Stephen Moore explains that by “operational capability,” Obering means SBX will precisely track North Korean warheads while our missile defense interceptors remain stuck in their silos.

Both the decision to build SBX instead of a more capable ground-based radar in Alaska and recent test failures stem from a series of deliberate choices by the Bush Administration to meet the arbitrary 2004 election, er, end of year, deadline set by the President. In other words, the President traded the ability to defeat Kim Jong-Il for the ability to defeat John Kerry.

What a guy.

Bradley Graham of the Washington Post obtained an unclassifed report by “an outside panel chartered by the Pentagon” that concluded “the rush to deploy a national antimissile system last year led to shortfalls in quality controls and engineering procedures that could have better assured the system would work.”

“Manage quality first and then schedule,” the authors—William Graham, Willie Nance, and William Ballhaus Jr.—sagely advised.

[See my post on the IRT Final Report]

Testing shortfalls, however, are only part of the issue.

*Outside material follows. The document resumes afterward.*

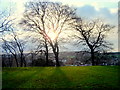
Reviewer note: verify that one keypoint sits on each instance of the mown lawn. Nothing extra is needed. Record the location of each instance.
(61, 77)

SBX was one of three major changes the Bush Administration made to the Clinton-era C1 NMD architecture to leave the system less capable even if it works as planned:

  • The Bush Administration will place only 20 interceptors instead of 100, with 16 in Alaska and 4 in California.
  • Instead of building an X-band radar in Shemya, Alaska, the Bush Administration will build a Sea-based X-band radar and upgrade the early warning radar at Shemya.
  • The Space-based Infra Red System (SBIRS) Program has been restructured, with SBIRS-High launches scheduled for 2006-2010. SBIRS-low is now the Space Tracking and Surveillance System (STSS), with non R&D launches scheduled for 2011.

The SBX radar is less capable than the ground based radar originally planned for construction at Shemya—though the difference may not matter as much as, oh say, interceptors that don’t intercept:

The SBX is smaller than the previously planned Shemya XBR. According to an MDA report, the SBX will have only 50–65 percent as many transmit/receive modules as the planned Shemya XBR, and a correspondingly reduced aperture, reducing detection range to 4,800 km (for the 65 percent populated SBX) rather than the XBR’s 6,700 km (MDA 2002, p. v). This reduction may not be significant, since a detection range of 4,500 km corresponds to a radar horizon altitude of about 1,500 km, which is roughly the maximum altitude of a long-range missile. However, the specified detection range is against a target with an RCS that is not publicly known. If the actual RCS is less than this value (for example, if stealth is used as a countermeasure), than the larger power and aperture of the XBR relative to the SBX might have been useful. In addition, the larger aperture and power of the XBR relative to the SBX will give it a higher signal/noise ratio against a specific target at any given range, and a narrower beam providing somewhat better tracking, resolution, and decoy discrimination capability. However, these differences are not large, and for the purposes of roughly estimating the capabilities of these systems, it appears reasonable to assume that the somewhat smaller size of the SBX relative to the XBR is not a significant issue. Other factors may be of more significance.

[snip]

More importantly, since the SBX is viewed as a test asset, it has a number of serious deficiencies when viewed from the perspective of an operational system (MDA 2002). Unlike the planned Shemya XBR it does not have dual redundant electronics, so it is less reliable. Unlike the planned Shemya XBR, it will not be hardened against the electromagnetic pulse from a high altitude nuclear explosion. And it does not have the fiber optic cable connection that was planned to give the XBR secure communications.

So, the bad news is that our missile defense system sucks. The good news, however, is that the President was able to tell Jim Lehrer during his debate with John Kerry that his administration will “be implementing a missile-defense system relatively quickly.”